Trybuna opisywała m.in zjazd miejski partii w Śremie, gdzie mimo braku kworum podejmowano wiążące decyzje. Później w ramach walk frakcyjnych pozbawiono funkcji wszystkich zwolenników burmistrza. Do podobnych gier proceduralnych doszło również podczas wyborów na zjeździe miejskim partii w Poznaniu.
Na powtórny zjazd w Śremie, "Trybuny" nie wpuszczono. Gazeta skarży się, że o powiatowym zjeździe w Poznaniu dowiedziała się post factum a o terminie zjazdu miejskiego w stolicy Wielkopolski poinformowano ją nieoficjalnie.
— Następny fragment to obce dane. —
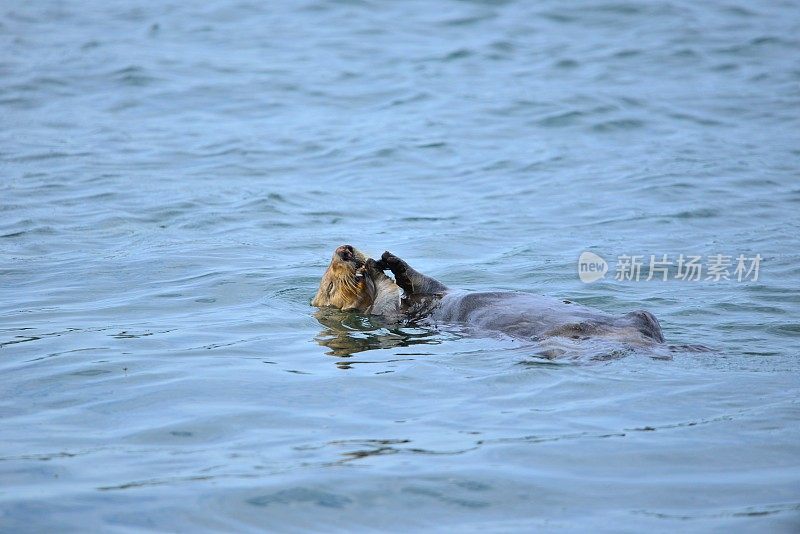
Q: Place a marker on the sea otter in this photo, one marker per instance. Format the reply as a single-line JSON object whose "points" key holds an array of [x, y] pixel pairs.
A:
{"points": [[354, 281]]}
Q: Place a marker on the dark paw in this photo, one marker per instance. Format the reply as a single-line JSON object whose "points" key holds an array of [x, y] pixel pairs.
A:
{"points": [[392, 262], [375, 266]]}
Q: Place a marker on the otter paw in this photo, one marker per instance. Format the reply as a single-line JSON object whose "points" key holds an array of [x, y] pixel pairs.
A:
{"points": [[375, 266], [393, 262]]}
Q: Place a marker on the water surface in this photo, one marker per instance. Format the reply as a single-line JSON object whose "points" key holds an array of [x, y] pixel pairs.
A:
{"points": [[174, 178]]}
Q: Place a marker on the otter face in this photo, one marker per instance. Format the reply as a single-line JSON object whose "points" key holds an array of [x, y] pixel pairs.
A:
{"points": [[345, 284]]}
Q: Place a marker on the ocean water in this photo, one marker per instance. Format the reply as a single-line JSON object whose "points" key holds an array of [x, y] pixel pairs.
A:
{"points": [[175, 176]]}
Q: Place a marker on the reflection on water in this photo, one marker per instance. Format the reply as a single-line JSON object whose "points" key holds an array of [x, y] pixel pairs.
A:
{"points": [[347, 333]]}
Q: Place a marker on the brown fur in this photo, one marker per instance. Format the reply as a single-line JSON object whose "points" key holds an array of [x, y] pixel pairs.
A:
{"points": [[356, 284], [345, 285]]}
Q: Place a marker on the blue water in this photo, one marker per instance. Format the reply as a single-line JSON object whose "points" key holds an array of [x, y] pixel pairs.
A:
{"points": [[175, 176]]}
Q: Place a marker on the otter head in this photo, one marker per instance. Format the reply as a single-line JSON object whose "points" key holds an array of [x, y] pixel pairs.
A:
{"points": [[345, 284]]}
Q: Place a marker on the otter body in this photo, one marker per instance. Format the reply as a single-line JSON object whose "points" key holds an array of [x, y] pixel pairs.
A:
{"points": [[416, 297]]}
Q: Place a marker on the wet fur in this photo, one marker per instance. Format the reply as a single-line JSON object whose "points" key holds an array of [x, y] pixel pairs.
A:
{"points": [[361, 285]]}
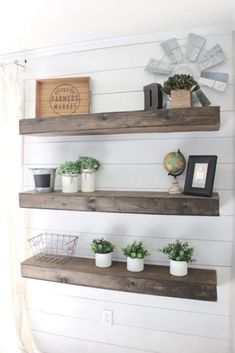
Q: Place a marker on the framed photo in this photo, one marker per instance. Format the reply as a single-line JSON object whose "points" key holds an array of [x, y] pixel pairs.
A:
{"points": [[200, 175]]}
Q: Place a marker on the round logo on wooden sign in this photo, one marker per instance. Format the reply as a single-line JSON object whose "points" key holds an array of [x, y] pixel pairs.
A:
{"points": [[64, 99]]}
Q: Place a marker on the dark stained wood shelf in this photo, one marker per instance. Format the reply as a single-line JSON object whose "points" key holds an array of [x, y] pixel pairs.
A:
{"points": [[198, 284], [161, 120], [123, 202]]}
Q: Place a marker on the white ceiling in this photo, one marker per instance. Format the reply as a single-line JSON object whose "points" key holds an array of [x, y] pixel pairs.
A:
{"points": [[32, 24]]}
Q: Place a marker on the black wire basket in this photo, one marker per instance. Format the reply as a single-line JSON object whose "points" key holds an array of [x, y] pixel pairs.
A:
{"points": [[51, 247]]}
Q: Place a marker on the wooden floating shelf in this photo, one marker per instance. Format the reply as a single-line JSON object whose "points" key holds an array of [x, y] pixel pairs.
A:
{"points": [[156, 280], [123, 202], [161, 120]]}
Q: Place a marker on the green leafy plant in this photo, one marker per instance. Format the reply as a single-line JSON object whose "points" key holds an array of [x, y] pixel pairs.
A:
{"points": [[178, 251], [101, 246], [136, 250], [89, 163], [180, 81], [69, 167]]}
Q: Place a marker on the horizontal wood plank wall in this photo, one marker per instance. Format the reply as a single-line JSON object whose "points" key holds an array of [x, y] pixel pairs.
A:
{"points": [[69, 318]]}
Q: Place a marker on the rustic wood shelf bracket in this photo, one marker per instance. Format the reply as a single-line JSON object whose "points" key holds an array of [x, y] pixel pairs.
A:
{"points": [[199, 284], [161, 120], [140, 202]]}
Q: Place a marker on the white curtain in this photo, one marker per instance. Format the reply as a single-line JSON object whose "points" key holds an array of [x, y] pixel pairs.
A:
{"points": [[15, 336]]}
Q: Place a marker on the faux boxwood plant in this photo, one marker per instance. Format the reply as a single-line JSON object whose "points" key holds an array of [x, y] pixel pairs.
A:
{"points": [[89, 163], [69, 167], [180, 81], [101, 246], [179, 251], [136, 250]]}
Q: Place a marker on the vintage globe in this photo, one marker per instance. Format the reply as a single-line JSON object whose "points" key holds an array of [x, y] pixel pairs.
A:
{"points": [[174, 163]]}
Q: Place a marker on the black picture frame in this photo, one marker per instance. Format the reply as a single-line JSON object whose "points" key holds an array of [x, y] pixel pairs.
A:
{"points": [[200, 175]]}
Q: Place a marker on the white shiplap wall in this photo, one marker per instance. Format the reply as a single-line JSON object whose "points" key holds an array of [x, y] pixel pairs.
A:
{"points": [[67, 318]]}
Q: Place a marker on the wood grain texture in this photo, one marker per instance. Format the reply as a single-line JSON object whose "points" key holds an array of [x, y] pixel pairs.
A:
{"points": [[162, 120], [123, 202], [198, 284]]}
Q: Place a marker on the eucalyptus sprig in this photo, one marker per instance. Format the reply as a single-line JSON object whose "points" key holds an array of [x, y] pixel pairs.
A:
{"points": [[180, 81], [179, 251], [69, 167], [102, 246], [136, 250]]}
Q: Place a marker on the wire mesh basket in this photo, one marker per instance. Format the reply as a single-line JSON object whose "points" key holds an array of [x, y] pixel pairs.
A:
{"points": [[51, 247]]}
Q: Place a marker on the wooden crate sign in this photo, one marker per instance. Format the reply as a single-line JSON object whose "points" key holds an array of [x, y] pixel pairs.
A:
{"points": [[63, 96]]}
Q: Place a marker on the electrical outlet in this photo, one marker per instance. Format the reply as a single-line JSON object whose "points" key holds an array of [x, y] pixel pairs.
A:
{"points": [[107, 317]]}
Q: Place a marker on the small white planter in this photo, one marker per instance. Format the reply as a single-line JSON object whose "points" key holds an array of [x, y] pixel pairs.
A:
{"points": [[88, 180], [135, 265], [178, 268], [69, 183], [103, 260]]}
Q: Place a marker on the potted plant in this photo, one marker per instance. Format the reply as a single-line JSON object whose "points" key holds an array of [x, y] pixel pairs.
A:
{"points": [[179, 87], [88, 167], [69, 172], [135, 254], [180, 254], [103, 252]]}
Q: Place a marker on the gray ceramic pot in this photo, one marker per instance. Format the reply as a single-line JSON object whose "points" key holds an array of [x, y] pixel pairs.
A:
{"points": [[44, 179]]}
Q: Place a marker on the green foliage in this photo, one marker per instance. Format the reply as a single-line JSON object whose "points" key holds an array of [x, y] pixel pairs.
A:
{"points": [[69, 167], [178, 251], [101, 246], [89, 163], [136, 250], [179, 81]]}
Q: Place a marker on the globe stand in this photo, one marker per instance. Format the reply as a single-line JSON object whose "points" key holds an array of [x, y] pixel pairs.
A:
{"points": [[175, 187]]}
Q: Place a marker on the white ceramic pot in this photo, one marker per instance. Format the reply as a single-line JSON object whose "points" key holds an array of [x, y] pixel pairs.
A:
{"points": [[135, 265], [88, 180], [69, 183], [178, 268], [103, 260]]}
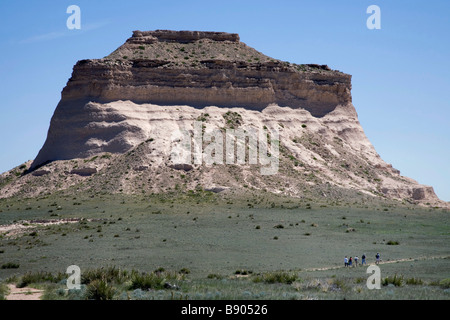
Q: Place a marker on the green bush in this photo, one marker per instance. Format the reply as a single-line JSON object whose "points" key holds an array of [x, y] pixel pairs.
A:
{"points": [[108, 274], [392, 243], [39, 277], [154, 280], [445, 283], [10, 265], [276, 277], [414, 281]]}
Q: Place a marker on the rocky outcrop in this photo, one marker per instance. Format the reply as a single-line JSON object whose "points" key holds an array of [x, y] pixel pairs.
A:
{"points": [[159, 82]]}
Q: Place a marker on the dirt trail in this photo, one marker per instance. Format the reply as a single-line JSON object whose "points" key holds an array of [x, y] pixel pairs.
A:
{"points": [[381, 262], [23, 293]]}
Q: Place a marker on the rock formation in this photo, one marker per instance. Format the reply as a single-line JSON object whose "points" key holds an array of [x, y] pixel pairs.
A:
{"points": [[131, 101]]}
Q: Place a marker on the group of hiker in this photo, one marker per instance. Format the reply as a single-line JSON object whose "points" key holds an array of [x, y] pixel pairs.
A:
{"points": [[348, 262]]}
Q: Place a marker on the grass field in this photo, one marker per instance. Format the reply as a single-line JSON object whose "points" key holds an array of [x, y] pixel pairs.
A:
{"points": [[226, 247]]}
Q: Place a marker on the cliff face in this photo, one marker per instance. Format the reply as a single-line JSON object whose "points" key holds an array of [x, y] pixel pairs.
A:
{"points": [[160, 82], [203, 69]]}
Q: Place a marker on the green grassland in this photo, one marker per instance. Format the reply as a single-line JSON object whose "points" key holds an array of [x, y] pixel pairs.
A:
{"points": [[215, 246]]}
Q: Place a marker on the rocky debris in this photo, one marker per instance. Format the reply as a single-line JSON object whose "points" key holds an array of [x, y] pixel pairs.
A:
{"points": [[185, 36], [181, 166], [84, 172], [40, 173], [141, 168], [216, 189]]}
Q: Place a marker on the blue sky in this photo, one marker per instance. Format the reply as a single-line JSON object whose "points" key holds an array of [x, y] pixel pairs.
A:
{"points": [[401, 73]]}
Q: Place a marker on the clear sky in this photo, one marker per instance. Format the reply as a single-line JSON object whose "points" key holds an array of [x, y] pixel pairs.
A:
{"points": [[401, 72]]}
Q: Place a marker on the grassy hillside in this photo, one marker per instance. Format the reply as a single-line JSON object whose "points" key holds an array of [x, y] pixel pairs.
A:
{"points": [[228, 246]]}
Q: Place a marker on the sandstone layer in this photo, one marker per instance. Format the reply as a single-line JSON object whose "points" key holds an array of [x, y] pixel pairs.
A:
{"points": [[127, 105]]}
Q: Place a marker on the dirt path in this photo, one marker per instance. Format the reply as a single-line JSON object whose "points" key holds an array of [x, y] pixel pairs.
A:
{"points": [[382, 262], [23, 293]]}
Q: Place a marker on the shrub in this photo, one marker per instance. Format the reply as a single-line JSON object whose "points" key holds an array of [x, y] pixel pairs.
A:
{"points": [[445, 283], [392, 243], [154, 280], [100, 290], [276, 277], [414, 281], [39, 277], [109, 274], [185, 271], [10, 265]]}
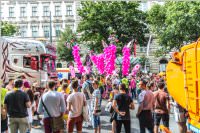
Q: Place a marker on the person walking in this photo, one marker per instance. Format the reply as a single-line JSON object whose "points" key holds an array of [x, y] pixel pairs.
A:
{"points": [[87, 90], [146, 102], [113, 114], [133, 87], [52, 105], [75, 102], [121, 104], [96, 107], [180, 115], [30, 110], [161, 107], [16, 104], [10, 84]]}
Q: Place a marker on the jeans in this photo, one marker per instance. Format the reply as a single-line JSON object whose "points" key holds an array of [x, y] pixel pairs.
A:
{"points": [[15, 124], [133, 93], [146, 121], [164, 117], [126, 123], [89, 108], [47, 126]]}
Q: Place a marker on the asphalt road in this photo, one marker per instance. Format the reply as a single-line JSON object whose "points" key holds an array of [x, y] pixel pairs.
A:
{"points": [[106, 125]]}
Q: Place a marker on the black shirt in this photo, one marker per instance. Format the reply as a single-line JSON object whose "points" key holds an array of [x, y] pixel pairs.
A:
{"points": [[123, 102], [16, 104]]}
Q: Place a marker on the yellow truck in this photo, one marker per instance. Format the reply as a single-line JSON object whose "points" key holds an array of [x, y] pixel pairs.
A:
{"points": [[183, 82]]}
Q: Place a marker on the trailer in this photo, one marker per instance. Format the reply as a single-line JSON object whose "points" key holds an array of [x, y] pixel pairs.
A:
{"points": [[33, 59]]}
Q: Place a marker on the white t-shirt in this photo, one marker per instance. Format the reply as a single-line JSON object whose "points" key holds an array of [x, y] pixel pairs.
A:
{"points": [[30, 114], [76, 99]]}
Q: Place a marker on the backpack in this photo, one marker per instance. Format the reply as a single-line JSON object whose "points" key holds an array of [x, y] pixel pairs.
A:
{"points": [[90, 87]]}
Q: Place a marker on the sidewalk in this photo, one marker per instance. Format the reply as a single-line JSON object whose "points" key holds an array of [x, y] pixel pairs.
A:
{"points": [[106, 125]]}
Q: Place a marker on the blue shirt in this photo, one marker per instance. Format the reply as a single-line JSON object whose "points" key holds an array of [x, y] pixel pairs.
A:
{"points": [[54, 102]]}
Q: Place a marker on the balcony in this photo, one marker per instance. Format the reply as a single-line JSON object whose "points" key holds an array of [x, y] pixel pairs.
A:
{"points": [[46, 18], [57, 19], [23, 18], [34, 18]]}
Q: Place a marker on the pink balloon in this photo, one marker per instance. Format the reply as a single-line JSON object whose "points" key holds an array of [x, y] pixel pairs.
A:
{"points": [[77, 58], [72, 71], [109, 59], [98, 60], [126, 60]]}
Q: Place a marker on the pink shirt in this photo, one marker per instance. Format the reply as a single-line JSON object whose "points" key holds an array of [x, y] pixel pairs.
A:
{"points": [[132, 84]]}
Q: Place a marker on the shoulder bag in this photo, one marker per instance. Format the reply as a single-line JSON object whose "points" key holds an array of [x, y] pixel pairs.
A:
{"points": [[85, 111], [56, 123]]}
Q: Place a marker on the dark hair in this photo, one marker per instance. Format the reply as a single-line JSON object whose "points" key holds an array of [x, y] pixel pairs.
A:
{"points": [[30, 94], [10, 80], [151, 84], [51, 84], [115, 87], [75, 84], [144, 81], [122, 87], [64, 86], [96, 82], [18, 83], [161, 85], [87, 76]]}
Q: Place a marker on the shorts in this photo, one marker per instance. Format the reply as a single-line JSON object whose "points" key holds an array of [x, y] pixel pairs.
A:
{"points": [[78, 121], [164, 117], [180, 117], [95, 121]]}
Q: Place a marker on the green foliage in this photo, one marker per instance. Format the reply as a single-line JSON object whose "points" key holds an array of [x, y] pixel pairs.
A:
{"points": [[100, 19], [8, 29], [64, 53], [142, 60], [175, 23], [161, 52]]}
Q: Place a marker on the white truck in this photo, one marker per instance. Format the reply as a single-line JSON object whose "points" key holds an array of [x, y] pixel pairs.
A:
{"points": [[33, 59]]}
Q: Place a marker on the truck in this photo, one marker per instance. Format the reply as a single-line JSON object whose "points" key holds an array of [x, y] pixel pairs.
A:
{"points": [[183, 81], [32, 59]]}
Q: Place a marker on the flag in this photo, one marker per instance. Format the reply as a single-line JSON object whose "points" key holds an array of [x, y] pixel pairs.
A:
{"points": [[134, 46]]}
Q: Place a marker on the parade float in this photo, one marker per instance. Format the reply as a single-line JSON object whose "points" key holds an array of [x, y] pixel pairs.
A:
{"points": [[32, 59], [183, 82]]}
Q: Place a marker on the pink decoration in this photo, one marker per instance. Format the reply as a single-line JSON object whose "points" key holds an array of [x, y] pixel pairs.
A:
{"points": [[72, 71], [109, 59], [126, 60], [77, 58], [135, 69], [98, 60]]}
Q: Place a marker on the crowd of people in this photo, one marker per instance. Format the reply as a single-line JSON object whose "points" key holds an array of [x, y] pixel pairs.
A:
{"points": [[77, 102]]}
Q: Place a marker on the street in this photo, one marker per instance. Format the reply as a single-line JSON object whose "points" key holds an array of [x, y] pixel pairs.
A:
{"points": [[106, 125]]}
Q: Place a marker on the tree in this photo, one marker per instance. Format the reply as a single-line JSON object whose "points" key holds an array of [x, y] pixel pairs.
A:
{"points": [[175, 23], [8, 29], [100, 19], [65, 53], [143, 60]]}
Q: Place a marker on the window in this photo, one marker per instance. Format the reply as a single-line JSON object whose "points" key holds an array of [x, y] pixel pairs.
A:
{"points": [[27, 62], [22, 11], [46, 31], [34, 11], [46, 11], [34, 31], [23, 30], [11, 11], [58, 27], [69, 10], [57, 11]]}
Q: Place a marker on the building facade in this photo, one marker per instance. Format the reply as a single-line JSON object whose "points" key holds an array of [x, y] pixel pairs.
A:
{"points": [[33, 16]]}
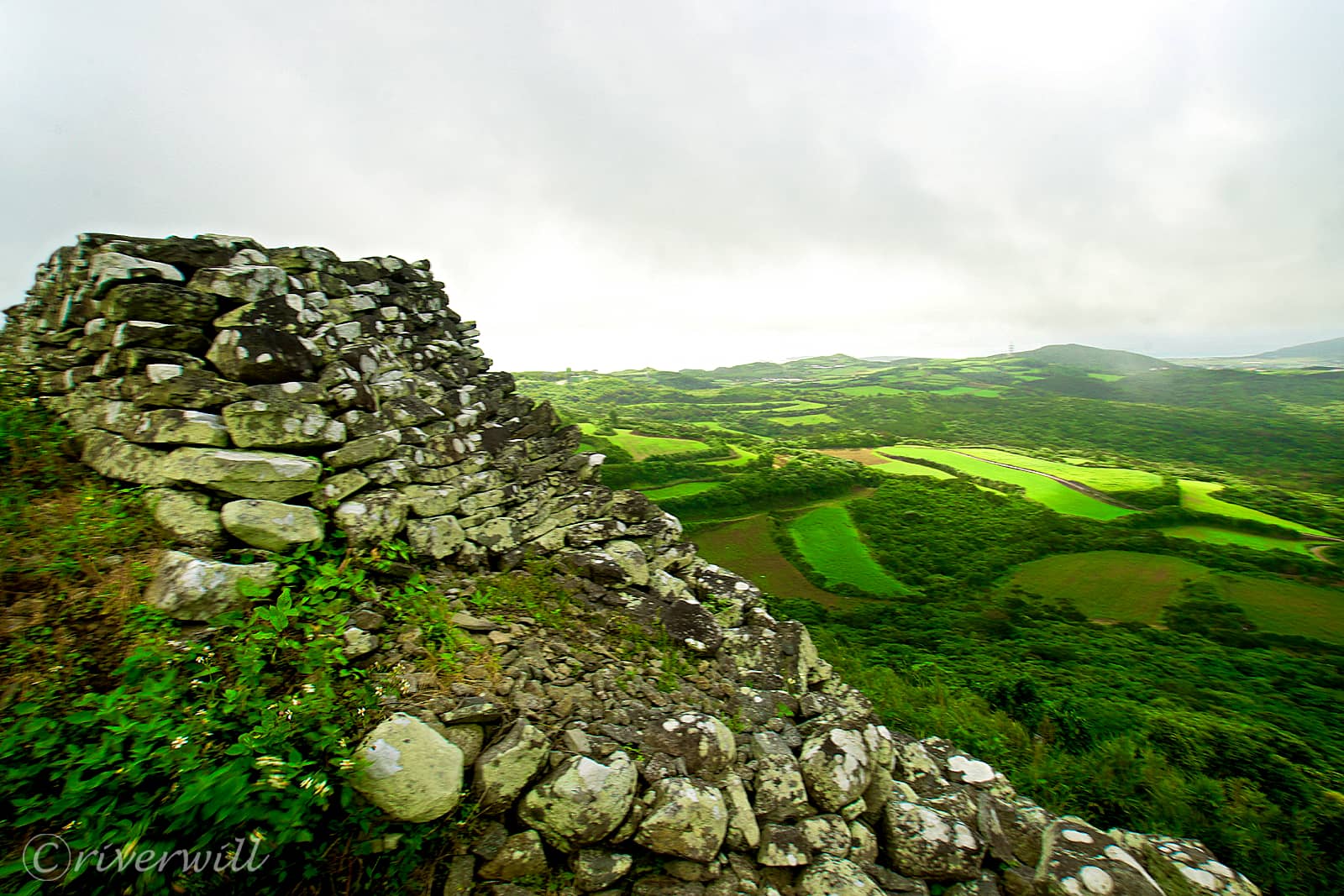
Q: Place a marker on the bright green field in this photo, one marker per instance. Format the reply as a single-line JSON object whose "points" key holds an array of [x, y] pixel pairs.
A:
{"points": [[678, 490], [1133, 587], [647, 446], [804, 421], [869, 390], [1126, 586], [739, 458], [1099, 477], [1053, 495], [831, 544], [906, 468], [1229, 537], [1198, 495]]}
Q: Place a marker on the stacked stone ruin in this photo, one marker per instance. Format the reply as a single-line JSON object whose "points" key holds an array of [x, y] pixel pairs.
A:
{"points": [[270, 396]]}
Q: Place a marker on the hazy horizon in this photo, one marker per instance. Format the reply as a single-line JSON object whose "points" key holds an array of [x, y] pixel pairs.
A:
{"points": [[618, 186]]}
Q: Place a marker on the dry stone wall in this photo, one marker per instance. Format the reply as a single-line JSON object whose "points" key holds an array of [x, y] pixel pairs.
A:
{"points": [[269, 396]]}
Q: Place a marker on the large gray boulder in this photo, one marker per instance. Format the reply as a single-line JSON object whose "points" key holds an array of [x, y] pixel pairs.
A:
{"points": [[248, 474], [118, 458], [174, 426], [108, 269], [837, 878], [373, 516], [702, 741], [927, 842], [436, 537], [835, 768], [187, 587], [158, 302], [1079, 860], [780, 793], [685, 819], [292, 426], [581, 802], [507, 766], [186, 516], [412, 773], [272, 526], [241, 282], [261, 355]]}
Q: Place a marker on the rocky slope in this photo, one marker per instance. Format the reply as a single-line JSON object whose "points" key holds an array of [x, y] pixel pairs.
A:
{"points": [[655, 731]]}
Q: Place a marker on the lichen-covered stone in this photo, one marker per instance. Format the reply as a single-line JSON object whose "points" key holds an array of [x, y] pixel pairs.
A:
{"points": [[172, 426], [260, 355], [835, 768], [365, 450], [186, 516], [581, 802], [1183, 867], [927, 842], [187, 587], [837, 876], [507, 766], [596, 869], [436, 537], [371, 517], [241, 282], [685, 819], [783, 846], [248, 474], [272, 526], [1079, 860], [412, 773], [780, 793], [118, 458], [108, 269], [521, 856], [291, 426], [702, 741], [161, 302]]}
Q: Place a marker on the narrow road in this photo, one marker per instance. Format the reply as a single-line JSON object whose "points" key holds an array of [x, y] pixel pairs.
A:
{"points": [[1068, 484]]}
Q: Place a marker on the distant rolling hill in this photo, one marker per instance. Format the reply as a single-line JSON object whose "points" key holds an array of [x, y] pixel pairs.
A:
{"points": [[1101, 360], [1330, 349]]}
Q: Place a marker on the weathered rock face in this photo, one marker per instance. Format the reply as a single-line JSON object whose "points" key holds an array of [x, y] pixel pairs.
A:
{"points": [[270, 396], [412, 772]]}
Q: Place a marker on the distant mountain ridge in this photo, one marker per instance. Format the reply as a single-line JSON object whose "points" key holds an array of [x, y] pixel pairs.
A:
{"points": [[1328, 349], [1102, 360]]}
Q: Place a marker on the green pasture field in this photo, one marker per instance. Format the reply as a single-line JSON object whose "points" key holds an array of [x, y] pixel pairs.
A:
{"points": [[906, 468], [1214, 535], [1126, 586], [678, 490], [811, 419], [1198, 495], [1038, 488], [790, 409], [645, 446], [830, 543], [741, 458], [870, 390], [1099, 477], [746, 547]]}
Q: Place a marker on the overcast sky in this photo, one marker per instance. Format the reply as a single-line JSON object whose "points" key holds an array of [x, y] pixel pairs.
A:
{"points": [[690, 184]]}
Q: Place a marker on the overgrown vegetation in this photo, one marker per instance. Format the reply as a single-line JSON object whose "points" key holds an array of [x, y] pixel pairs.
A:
{"points": [[128, 735]]}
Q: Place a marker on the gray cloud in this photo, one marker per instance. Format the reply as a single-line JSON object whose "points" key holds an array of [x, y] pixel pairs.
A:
{"points": [[615, 184]]}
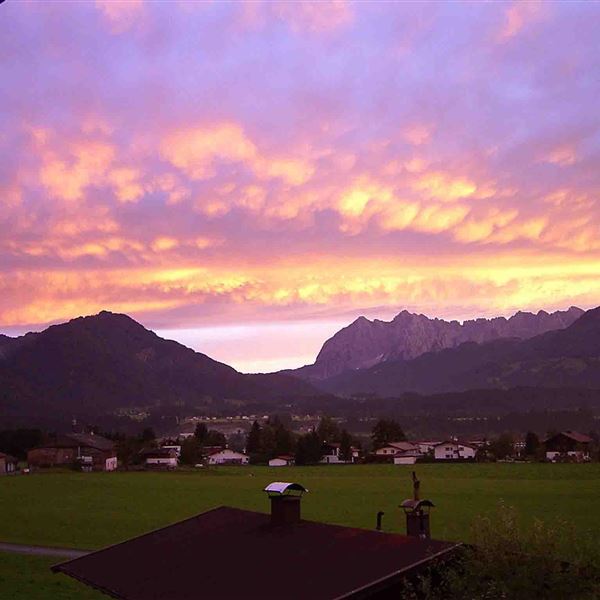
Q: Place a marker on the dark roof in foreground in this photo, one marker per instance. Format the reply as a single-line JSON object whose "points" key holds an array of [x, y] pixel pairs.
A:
{"points": [[232, 553]]}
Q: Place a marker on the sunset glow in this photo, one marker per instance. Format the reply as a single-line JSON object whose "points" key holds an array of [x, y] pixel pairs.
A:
{"points": [[243, 175]]}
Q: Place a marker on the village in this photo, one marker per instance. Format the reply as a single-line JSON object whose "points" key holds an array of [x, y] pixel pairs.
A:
{"points": [[272, 444]]}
Trybuna pisze, że podczas poznańskiego zjazdu zaprezentowano m.in. pytania, problemy i wnioski zgłaszane na zebraniach kół SLD już po wyborach parlamentarnych. "Członkowie SLD - czytamy w tym dokumencie - krytycznie oceniają pierwsze posunięcia nowego rządu (...). Sojusz powinien zdecydowanie i energicznie (...) domagać się zmiany polityki rządu, która powoduje narastanie w społeczeństwie masy krytycznej, grożącej niekontrolowanym wybuchem (...)".